LINK TO PDF VERSION
2011 World Horticultural Expo, Xi'an, China
Karl Kullmann, 2011, Topos 76: 106
Following the Shanghai World Expo and the Beijing Olympics, the Xi’an World Horticultural Expo continued the recurring theme of using major events to influence the fortunes of cities. While many garden installations drew on kitsch representation of other provinces and countries, two collections expanded the ambition of garden exhibit design – the “Masters” of landscape architecture and the “Creative Nature” project by invited universities. The Masters’ Gardens showcased designs from nine internationally celebrated studios: West 8, EMBT, Mosbach Paysagistes, Gross.Max, Topotek 1, SLA, Martha Schwartz, DYJG, and Terragram. The level plots framed with bamboo reinforced the idea of the walled garden as an ‘other-world’ decisively withdrawn from the surrounding landscape. Accordingly, the Master’s gardens tended to employ thematics associated with the labyrinth and the grotto; of hiding and revealing, voyeurism and exotica.
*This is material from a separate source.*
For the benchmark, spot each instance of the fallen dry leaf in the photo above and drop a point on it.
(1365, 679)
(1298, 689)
Conceived under the title “Creative Nature” by the University of Southern California, the other collection of gardens exhibit the design work of eight design schools: Berkeley, Columbia, University of Toronto, Architectural Association, Peking University, Hong Kong University, and Universidad Torcuato de Tella. As the University Gardens occupied lake-edge and up-slope positions, the designs tended toward contextual synthesis and site specificity rather than isolation and abstraction. On reflection, the Masters’ Gardens employed strong predetermined frames and tight visual choreographies, which concentrated their intended effects. Conversely, the University Gardens removed the frame as a conceptual tool, substituting controlled incremental experiences for total visual overview. A consequence of opening up the frame was to ironically reduce the visibility of the projects to visitors, who could not “see” them as gardens. While William Kent may have long ago “leaped the fence, and saw that all nature was a garden,” dissolving the dualism between the garden and the landscape remains fraught terrain for a garden expo.